IBM has reported 6 percent drop in fourth quarter revenue to $20.4 billion thought its cloud revenue rose 10 percent to $7.5 billion.
The 109-year-old technology company is preparing to split itself into two public companies and the namesake firm will focus on the so-called hybrid cloud, where companies use a combination of their own datacenters and leased resources to manage and process data.
IBM said it is confident of returning to sales growth in 2021 and expected revenue to grow in mid-single digits after the separation.
IBM’s revenue from Red Hat rose 19 percent.
IBM reported gross profit margin of 51.7 percent, up 70 basis points, during the quarter ended December 31, 2020.
IBM said it will achieve growth in 2021 without revealing specific percentage.
“We made progress in 2020 growing our hybrid cloud platform as the foundation for our clients’ digital transformations,” said Arvind Krishna, IBM chairman and chief executive officer. “The actions we are taking to focus on hybrid cloud and AI will take hold, giving us confidence we can achieve revenue growth in 2021.”
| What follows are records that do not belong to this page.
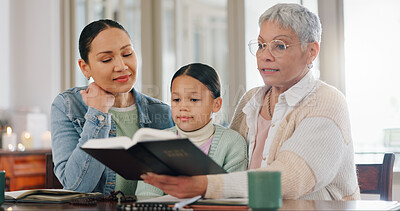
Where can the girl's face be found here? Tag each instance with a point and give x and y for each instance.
(192, 103)
(112, 61)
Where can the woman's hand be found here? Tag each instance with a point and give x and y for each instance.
(94, 96)
(180, 186)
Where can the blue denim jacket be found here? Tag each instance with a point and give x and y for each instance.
(73, 123)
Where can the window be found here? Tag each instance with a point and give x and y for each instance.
(195, 31)
(373, 73)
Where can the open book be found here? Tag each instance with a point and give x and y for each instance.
(151, 150)
(45, 195)
(201, 204)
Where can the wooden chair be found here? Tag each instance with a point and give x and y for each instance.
(51, 179)
(377, 178)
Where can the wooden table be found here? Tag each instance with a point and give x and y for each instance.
(287, 205)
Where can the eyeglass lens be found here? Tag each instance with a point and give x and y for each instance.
(276, 47)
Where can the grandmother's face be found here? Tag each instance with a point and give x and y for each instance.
(284, 71)
(112, 61)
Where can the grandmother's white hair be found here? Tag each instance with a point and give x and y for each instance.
(304, 23)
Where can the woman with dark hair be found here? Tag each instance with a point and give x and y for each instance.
(108, 107)
(195, 96)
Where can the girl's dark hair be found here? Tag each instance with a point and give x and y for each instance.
(203, 73)
(91, 31)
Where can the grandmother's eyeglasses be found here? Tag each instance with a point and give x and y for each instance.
(276, 47)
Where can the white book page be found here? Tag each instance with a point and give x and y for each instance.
(109, 143)
(150, 134)
(17, 194)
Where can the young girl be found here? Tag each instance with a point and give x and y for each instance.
(195, 96)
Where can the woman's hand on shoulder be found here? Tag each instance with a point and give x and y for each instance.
(94, 96)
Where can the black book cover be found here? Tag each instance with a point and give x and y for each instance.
(170, 157)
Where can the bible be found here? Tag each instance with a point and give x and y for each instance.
(151, 150)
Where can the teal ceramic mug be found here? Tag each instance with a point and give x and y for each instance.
(264, 190)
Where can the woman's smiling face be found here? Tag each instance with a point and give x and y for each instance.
(112, 61)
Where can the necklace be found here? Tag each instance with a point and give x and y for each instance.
(269, 102)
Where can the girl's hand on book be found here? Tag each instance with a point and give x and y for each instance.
(94, 96)
(179, 186)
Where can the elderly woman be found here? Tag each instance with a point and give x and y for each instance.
(294, 124)
(108, 107)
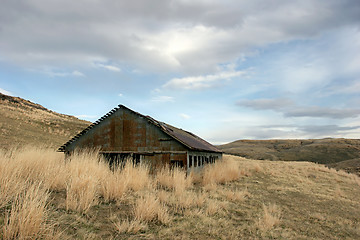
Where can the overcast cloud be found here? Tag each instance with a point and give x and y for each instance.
(296, 63)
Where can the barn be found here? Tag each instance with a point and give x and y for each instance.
(123, 133)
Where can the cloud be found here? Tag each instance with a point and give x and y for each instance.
(324, 112)
(291, 109)
(57, 73)
(184, 116)
(201, 82)
(266, 104)
(109, 67)
(190, 36)
(87, 117)
(326, 130)
(3, 91)
(162, 99)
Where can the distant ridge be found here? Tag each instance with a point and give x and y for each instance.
(330, 151)
(23, 122)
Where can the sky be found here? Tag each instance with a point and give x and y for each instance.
(224, 70)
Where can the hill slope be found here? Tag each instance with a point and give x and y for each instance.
(325, 151)
(24, 122)
(234, 199)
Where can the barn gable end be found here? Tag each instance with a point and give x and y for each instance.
(123, 132)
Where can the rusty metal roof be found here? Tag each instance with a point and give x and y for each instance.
(188, 139)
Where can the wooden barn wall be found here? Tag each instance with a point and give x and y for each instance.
(127, 131)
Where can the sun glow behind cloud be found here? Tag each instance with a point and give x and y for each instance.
(235, 67)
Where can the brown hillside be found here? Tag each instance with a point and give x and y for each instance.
(325, 151)
(25, 122)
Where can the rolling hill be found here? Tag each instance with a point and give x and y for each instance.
(330, 151)
(24, 122)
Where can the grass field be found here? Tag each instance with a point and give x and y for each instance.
(45, 197)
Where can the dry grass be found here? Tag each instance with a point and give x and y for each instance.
(235, 195)
(270, 218)
(138, 177)
(149, 208)
(27, 217)
(222, 202)
(223, 171)
(127, 226)
(174, 179)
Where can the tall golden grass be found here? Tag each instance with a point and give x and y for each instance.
(28, 176)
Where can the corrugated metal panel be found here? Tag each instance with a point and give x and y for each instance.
(136, 135)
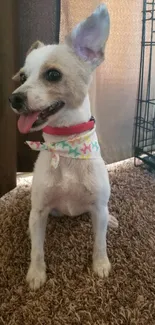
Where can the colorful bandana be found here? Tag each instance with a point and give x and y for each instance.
(83, 146)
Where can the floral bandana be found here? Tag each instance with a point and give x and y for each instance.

IBM’s full year revenue fell 5 percent to $73.6 billion. IBM’s cloud revenue increased 19 percent to $25.1 billion. Red Hat revenue increased 18 percent. Gross profit margin rose p 100 basis points in 2020.
IBM’s revenue from Cloud & Cognitive Software (includes Cloud & Data Platforms which includes Red Hat, Cognitive Applications and Transaction Processing Platforms) — fell 4.5 percent to $6.8 billion in Q4 2020.
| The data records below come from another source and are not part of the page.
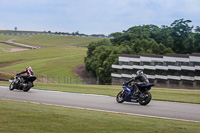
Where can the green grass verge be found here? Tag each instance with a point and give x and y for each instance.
(60, 56)
(31, 118)
(47, 61)
(57, 40)
(7, 37)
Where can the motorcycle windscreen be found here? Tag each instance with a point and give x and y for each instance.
(33, 78)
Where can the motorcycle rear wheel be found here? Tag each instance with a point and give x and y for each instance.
(11, 87)
(146, 99)
(120, 97)
(26, 89)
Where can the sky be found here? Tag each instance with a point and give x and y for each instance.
(94, 16)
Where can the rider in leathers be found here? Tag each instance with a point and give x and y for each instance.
(28, 71)
(143, 80)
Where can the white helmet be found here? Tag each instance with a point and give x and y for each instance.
(139, 72)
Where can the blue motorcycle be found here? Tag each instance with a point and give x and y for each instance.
(135, 93)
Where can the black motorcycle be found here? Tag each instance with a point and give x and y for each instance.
(131, 94)
(22, 83)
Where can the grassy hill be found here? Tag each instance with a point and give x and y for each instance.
(58, 56)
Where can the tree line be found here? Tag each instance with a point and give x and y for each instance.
(179, 37)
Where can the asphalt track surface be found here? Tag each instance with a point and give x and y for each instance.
(157, 109)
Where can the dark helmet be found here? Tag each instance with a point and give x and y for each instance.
(139, 72)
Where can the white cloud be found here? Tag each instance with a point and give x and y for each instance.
(105, 16)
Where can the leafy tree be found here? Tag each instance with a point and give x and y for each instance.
(145, 39)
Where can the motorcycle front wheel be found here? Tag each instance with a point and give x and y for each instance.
(120, 97)
(29, 85)
(11, 87)
(145, 98)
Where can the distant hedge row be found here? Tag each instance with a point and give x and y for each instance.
(179, 37)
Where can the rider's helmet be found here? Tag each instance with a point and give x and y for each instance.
(28, 67)
(139, 72)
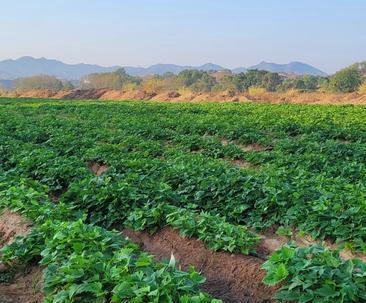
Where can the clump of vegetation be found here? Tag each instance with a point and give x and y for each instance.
(347, 80)
(315, 274)
(113, 80)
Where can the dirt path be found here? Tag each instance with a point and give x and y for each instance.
(230, 277)
(26, 287)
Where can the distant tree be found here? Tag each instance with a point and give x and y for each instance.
(346, 81)
(271, 81)
(310, 83)
(67, 85)
(38, 82)
(113, 80)
(199, 81)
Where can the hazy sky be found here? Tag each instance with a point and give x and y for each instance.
(329, 34)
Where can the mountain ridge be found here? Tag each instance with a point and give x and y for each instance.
(28, 66)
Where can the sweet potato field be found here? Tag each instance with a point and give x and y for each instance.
(267, 202)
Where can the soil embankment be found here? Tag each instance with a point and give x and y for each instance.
(228, 96)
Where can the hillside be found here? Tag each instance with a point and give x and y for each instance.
(29, 66)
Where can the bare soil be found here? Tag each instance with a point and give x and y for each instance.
(11, 226)
(26, 287)
(172, 96)
(98, 169)
(230, 277)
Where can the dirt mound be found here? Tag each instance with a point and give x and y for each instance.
(230, 277)
(26, 287)
(98, 169)
(11, 226)
(173, 96)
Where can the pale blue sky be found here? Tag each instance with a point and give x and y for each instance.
(329, 34)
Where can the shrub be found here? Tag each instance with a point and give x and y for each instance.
(345, 81)
(362, 88)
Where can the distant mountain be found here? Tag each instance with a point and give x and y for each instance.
(297, 68)
(160, 69)
(239, 70)
(7, 84)
(29, 66)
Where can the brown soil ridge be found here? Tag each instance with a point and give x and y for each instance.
(173, 96)
(11, 226)
(230, 277)
(27, 284)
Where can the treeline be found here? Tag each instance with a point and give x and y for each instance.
(350, 79)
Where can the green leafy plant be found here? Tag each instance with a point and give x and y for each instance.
(315, 274)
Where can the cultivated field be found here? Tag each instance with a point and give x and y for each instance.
(114, 201)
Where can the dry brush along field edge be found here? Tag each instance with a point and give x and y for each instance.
(227, 96)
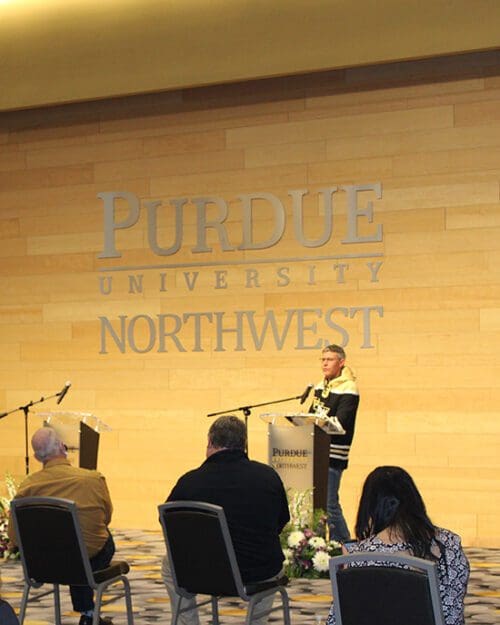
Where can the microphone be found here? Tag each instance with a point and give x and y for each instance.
(305, 394)
(63, 392)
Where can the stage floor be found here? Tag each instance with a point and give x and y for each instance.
(309, 599)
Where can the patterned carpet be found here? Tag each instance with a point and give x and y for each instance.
(309, 599)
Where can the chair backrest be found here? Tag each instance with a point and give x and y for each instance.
(371, 588)
(50, 541)
(200, 549)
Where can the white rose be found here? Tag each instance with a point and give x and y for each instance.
(295, 538)
(317, 542)
(321, 561)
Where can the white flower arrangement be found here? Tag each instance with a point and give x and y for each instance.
(305, 541)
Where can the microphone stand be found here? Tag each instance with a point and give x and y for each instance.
(26, 409)
(247, 410)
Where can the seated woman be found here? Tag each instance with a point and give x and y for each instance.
(392, 518)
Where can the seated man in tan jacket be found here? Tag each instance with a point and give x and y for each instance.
(88, 490)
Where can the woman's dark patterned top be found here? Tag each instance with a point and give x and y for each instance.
(452, 570)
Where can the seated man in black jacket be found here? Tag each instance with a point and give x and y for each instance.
(253, 498)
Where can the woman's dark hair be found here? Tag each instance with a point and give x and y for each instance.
(390, 499)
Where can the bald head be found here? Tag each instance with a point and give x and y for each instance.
(47, 445)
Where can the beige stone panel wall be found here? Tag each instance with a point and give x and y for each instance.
(426, 356)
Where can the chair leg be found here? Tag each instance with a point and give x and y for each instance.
(97, 604)
(24, 603)
(177, 609)
(57, 604)
(286, 606)
(215, 611)
(128, 601)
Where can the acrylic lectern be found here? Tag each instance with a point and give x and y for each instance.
(80, 432)
(298, 449)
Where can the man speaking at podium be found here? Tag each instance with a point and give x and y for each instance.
(338, 395)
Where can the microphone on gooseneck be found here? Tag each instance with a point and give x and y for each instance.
(305, 394)
(62, 393)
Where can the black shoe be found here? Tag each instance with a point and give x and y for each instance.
(87, 620)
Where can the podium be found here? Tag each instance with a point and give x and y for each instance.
(298, 449)
(80, 432)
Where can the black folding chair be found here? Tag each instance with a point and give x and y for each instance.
(385, 589)
(203, 561)
(53, 552)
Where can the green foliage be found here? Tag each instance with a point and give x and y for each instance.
(305, 539)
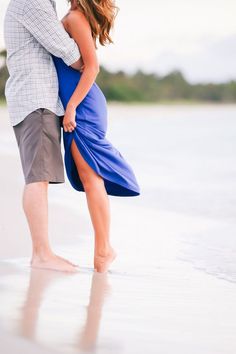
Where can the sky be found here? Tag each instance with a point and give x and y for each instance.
(197, 37)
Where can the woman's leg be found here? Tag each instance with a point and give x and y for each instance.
(99, 209)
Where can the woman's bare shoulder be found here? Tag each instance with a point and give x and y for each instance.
(73, 17)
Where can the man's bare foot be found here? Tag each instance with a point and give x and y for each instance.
(103, 260)
(53, 262)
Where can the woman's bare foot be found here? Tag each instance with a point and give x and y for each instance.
(103, 260)
(53, 262)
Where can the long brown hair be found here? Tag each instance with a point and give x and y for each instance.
(101, 15)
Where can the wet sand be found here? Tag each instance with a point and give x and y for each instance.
(152, 300)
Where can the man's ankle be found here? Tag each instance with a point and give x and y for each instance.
(40, 252)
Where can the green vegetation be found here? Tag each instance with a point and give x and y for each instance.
(141, 87)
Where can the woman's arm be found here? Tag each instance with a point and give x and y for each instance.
(78, 27)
Cloud & Data Platforms grew 9 percent led by Red Hat. Cognitive Applications revenue was flat, with growth in Security and IoT. Transaction Processing Platforms declined 24 percent. Cloud revenue rose 39 percent.
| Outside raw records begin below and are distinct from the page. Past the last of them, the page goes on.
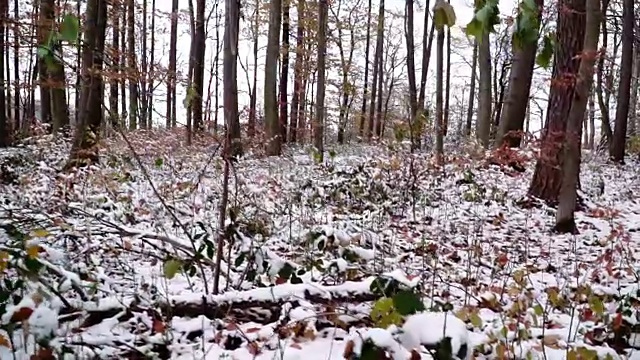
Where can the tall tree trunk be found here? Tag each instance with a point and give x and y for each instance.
(377, 60)
(439, 101)
(54, 73)
(132, 68)
(151, 70)
(284, 71)
(17, 95)
(483, 125)
(565, 221)
(230, 74)
(91, 96)
(144, 73)
(607, 133)
(273, 133)
(200, 43)
(363, 109)
(44, 26)
(411, 70)
(251, 126)
(447, 91)
(115, 68)
(298, 88)
(171, 78)
(4, 123)
(518, 90)
(624, 87)
(318, 128)
(472, 89)
(570, 32)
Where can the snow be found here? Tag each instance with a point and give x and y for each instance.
(511, 284)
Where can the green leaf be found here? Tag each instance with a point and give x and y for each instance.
(596, 305)
(70, 28)
(43, 51)
(239, 260)
(486, 17)
(286, 271)
(538, 310)
(546, 53)
(407, 303)
(171, 268)
(443, 15)
(444, 350)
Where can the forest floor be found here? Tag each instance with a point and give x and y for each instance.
(319, 262)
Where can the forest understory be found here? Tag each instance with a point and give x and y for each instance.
(330, 261)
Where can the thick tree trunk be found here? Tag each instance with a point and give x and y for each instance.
(483, 125)
(624, 87)
(570, 31)
(230, 72)
(517, 99)
(318, 128)
(273, 133)
(472, 90)
(171, 78)
(284, 72)
(91, 93)
(565, 221)
(363, 109)
(200, 43)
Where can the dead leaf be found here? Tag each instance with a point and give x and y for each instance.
(4, 342)
(21, 315)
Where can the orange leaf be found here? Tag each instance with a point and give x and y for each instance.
(158, 326)
(4, 342)
(21, 315)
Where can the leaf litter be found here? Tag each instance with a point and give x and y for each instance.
(374, 254)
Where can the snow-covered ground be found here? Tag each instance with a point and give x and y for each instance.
(376, 247)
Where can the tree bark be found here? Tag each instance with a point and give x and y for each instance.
(570, 32)
(517, 99)
(318, 131)
(565, 221)
(91, 94)
(624, 87)
(273, 133)
(483, 122)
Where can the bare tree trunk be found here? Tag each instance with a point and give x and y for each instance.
(439, 103)
(4, 123)
(144, 73)
(171, 79)
(515, 106)
(483, 126)
(472, 89)
(363, 109)
(230, 74)
(132, 67)
(251, 126)
(298, 88)
(376, 69)
(151, 71)
(91, 96)
(200, 43)
(273, 133)
(284, 71)
(565, 221)
(115, 67)
(318, 131)
(624, 87)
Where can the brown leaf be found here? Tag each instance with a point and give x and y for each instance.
(158, 326)
(21, 315)
(348, 349)
(4, 342)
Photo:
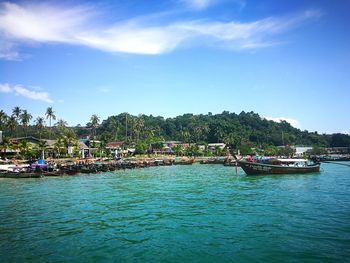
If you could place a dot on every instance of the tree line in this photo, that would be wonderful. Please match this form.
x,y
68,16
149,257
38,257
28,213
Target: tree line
x,y
243,131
Revenue from IBM’s Global Business Services (includes Consulting, Application Management and Global Process Services) fell 2.7 percent to $4.2 billion, driven by declines in Application Management and Consulting. Global Process Services revenue grew. Cloud revenue rose 16 percent.
Revenue from IBM’s Global Technology Services (includes Infrastructure & Cloud Services and Technology Support Services) — dropped 5.5 percent to $6.6 billion.
Revenue from IBM’s Systems (includes Systems Hardware and Operating Systems Software) —decreased 17.8 percent to $2.5 billion, as a result of declines in all Systems Hardware platforms, reflecting the impact of product cycle dynamics.
Revenue from IBM’s Global Financing (includes financing and used equipment sales) dropped 4.8 percent to $286 million, reflecting the wind-down of OEM commercial financing.
“In 2020 we increased investment in our business across R&D and CAPEX, and since October, announced the acquisition of seven companies focused on hybrid cloud and AI,” said James Kavanaugh, IBM senior vice president and chief financial officer.